We Media

Bono and Sachs blog the UN


Bono is a rock star musician. Jeffrey Sachs is a rock star economist. Both are also leaders of international campaigns to improve the living conditions of the world’s poorest people. Their work and the stories behind it should warrant front page coverage by the world’s mass media every day, everywhere. But it doesn’t.

This week Bono and Sachs took a small hand-in-hand step toward a new way of thinking about media as something that they control and produce themselves.

Bono and Sachs became bloggers.

OK, not real bloggers. They became guest bloggers for a big media institution. Bono and Sachs were in New York this week covering the United Nations Millenium Goals conference in a blog for London’s Financial Times.

Read their posts and you can see clearly how people with passion and purpose can produce journalism that stands out from the routine, gutless reporting we’ve been indoctrinated to view as normal and right.

Bono, most famous as lead singer of the band U2, is also founder of the One Campaign, which seeks to persuade the world’s richest countries to increase aid and forgive the debts of the poorest. Five years ago I heard him speak at a World Association of Newspapers Congress in Dublin, where he bluntly acknowledged the influence of the world’s press and urged it to become active in his campaign to reduce AIDS in Africa. He spoke then of the press in traditional terms – something with enormous influence and through which he could get his message to more people.
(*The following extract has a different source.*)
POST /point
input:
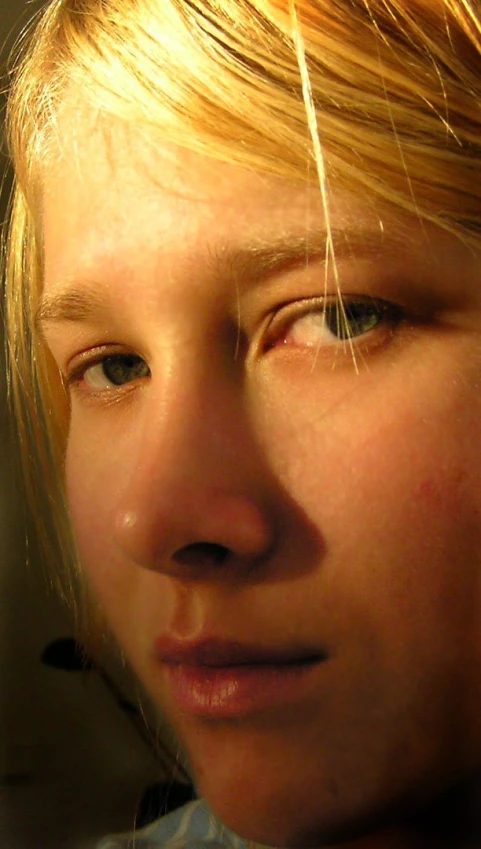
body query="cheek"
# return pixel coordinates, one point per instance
(394, 486)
Which story is bigger: Bailout for banks, or aid for the poor?

Sachs, head of Columbia University’s Earth Institute and a special adviser to UN Secretary-General Ban Ki-Moon, is the principal architect and former director of the United Nations Millennium Development Goals. That’s a set of eight benchmarks that 189 nations have agreed to achieve by 2015, such as reducing malaria and other infectious diseases, and cutting in half what Sachs calls “extreme poverty.” He means by that the most crippling, severe poverty on the planet – the kind that kills newborns and infants every day.
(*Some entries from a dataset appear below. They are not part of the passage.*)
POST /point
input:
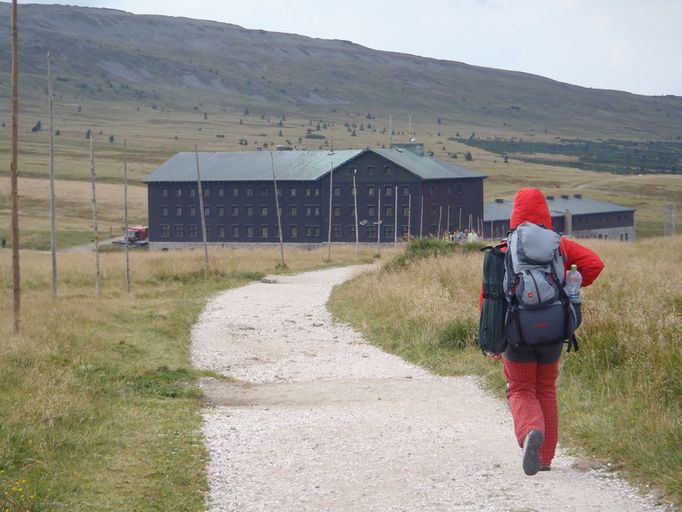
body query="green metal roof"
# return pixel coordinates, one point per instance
(251, 166)
(496, 211)
(426, 167)
(299, 165)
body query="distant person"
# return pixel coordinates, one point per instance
(532, 370)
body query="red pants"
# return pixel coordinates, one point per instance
(532, 395)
Sachs participated via satellite in our We Media London conference in 2006, where, besides deftly rebutting a critic, he encouraged a British high school student to learn from the mistakes of her school’s effort to deliver computers to a community in Ghana. It was, for me, the most important, spine-tingling and satisfying five minutes of any meeting I have ever organized or attended. One of the world’s most passionate and powerful advocates for making the world better for more people offered practical and thoughtful advice to a young woman who believed she and her friends could make a difference.

This is undoubtedly a tough week to convince world leaders to talk about aid and investment in the world’s poor countries. The world’s rich are busy figuring out how to solve their own financial mess. But the contrasts between the two conversations is striking.
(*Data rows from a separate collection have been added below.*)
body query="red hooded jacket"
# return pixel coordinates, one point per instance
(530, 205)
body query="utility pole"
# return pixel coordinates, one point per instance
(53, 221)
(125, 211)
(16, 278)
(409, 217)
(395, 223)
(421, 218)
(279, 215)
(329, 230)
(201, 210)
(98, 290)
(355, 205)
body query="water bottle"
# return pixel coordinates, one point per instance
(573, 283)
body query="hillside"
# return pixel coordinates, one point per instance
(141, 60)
“The very banks being bailed out so generously had awarded themselves more than $30 billion in bonuses early this year, roughly the world’s entire aid budget for 800 million people in sub-Saharan Africa,” Sachs writes in his FT blog.

Sachs is both a tough reporter and a powerful advocate for his view that tactics have been tested and proven capable of drastically reducing extreme poverty worldwide – and that the world’s richest nations have the means to pay for such programs.

Here’s his scathing report of President Bush’s speech at the UN:

President Bush’s speech before the United Nations was literally terrifying. He mentioned “terror” (or “terrorists” or “terrorism”) 32 times, “extremists” 7 times, and “tyranny” 4 times. “Millennium Development Goals, “climate change,” and “environment,” did not merit a single reference. “Disease” got 3 mentions, while “poverty” and “education’ each got 2. “Health” got 1. … It is this relentless disregard for the concerns of the rest of the world that has sent the U.S. into its biggest tailspin in modern history. The U.S. stands alone, diplomatically, financially, and politically. Or more accurately, the world feels the brunt of U.S. neglect, whether its neglect of poverty reduction, climate change adaptation and mitigation, or financial market regulation.

Bono, on the other hand, provides an equally riveting version of events through impressionistic language reflecting street scenes in New York and high-minded goals all at once:

As the sun arcs over the Manhattan skyline and the markets start dancing nervously out of time, the lyrics I’ve been scribbling over breakfast have been removed and replaced by spreadsheets with large numbers in tiny font as we wrestle with EU budgets in advance of meetings later today with Presidents Sarkozy and Barroso. It’s hard to fight for increases in aid at times like this – but that’s what I’m here for this week… stick with me, while myself and others make our case that now is precisely the time to invest in the world’s poor.